Throughout this campaign, many people, artists and non-artists alike, depicted Trump as a man with a small penis. Because we all know that a man cannot be a man, if he has a small dick (as if no man with a big dick would ever be so vulgar as Trump!). We wanted to belittle him. And so rather than attack his actions, from which we had so many to choose, we went with what we were comfortable with, belittling him as a man and most specifically his manhood.
Hillary had the balls to win. Trump was a little man, who didn’t deserve to win. Think about that… We are so programmed to believe in these binary terms, that we think these words are also compliments.
Hillary deserved to win because she was infinitely more qualified than any president before her. Not because she had the balls. Not because bitches get shit done. Because she was the most prepared for the job at hand.
Trump did not deserve to win. I don’t even feel I need to explain why that is, but I’ll tell you one thing, it has nothing to do with the size of his dick. Because having a dick, whatever size it is, has nothing to do with your competency or lack thereof.
Yesterday, we told our sisters that once again, no matter how prepared you are for the job, it is more than likely going to go to a less qualified man. That is a shocking lesson that I imagine didn’t come as any surprise.

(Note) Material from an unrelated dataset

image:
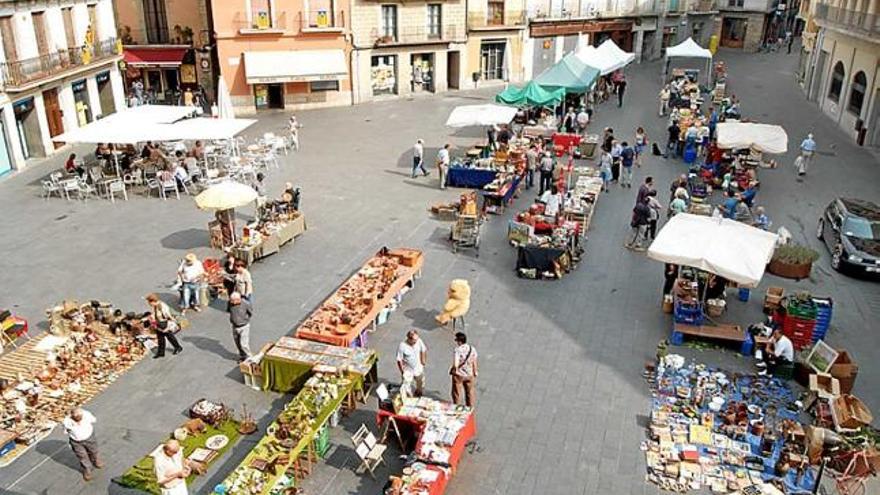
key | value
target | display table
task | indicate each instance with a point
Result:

Now comes the difficult bit. My sisters, you are not a minority. I say this as a member of two minorities – black and gay. But you? You’re 51% of the world’s population! Continually victimising yourself as some helpless minority is doing yourselves an injustice. You have a voting power both my minorities combined could only dream of. But we have to get our houses in order and we need to recognise the ways in which systemic misogyny is ingrained in the way we approach these problems.
If we can eradicate that and work together - our newly mobilised sisters, LGBTs, people of colour and the disabled, we will be unstoppable. Because we will be the overwhelming majority. For the next four years, the fight is definitely on. And ultimately, we are on the right side of history.